Numéro d'arrêt : 71862;71877
Numéro NOR : CETATEXT000007635655 ?
Identifiant URN:LEX : urn:lex;fr;conseil.etat;arret;1968-01-31;71862 ?

Analyses :

FONCTIONNAIRES ET AGENTS PUBLICS - POSITIONS - AFFECTATION ET MUTATION - MUTATION - Formes de la mutation - Consultation de la commission administrative paritaire.

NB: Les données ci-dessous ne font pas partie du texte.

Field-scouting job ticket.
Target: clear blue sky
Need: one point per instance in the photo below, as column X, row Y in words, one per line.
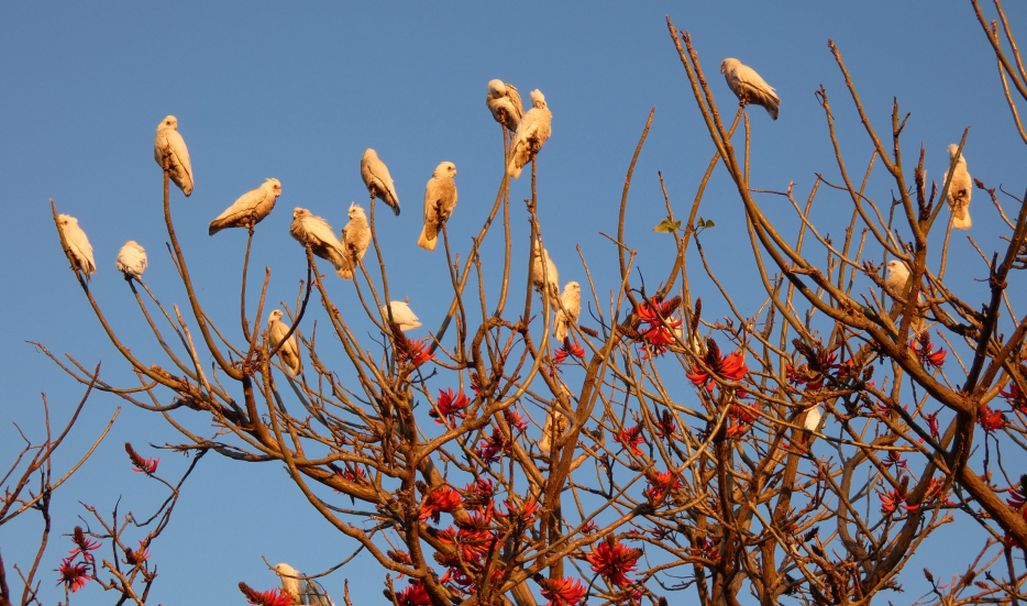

36-05-01-02 Obligation de consulter la commission ne faisant pas obstacle, sous l'empire de la loi du 7 juin 1956, à la formation d'une décision implicite de rejet.

PROCEDURE - INTRODUCTION DE L'INSTANCE - DELAIS - POINT DE DEPART DES DELAIS - Décision implicite de rejet - Mutation de fonctionnaires.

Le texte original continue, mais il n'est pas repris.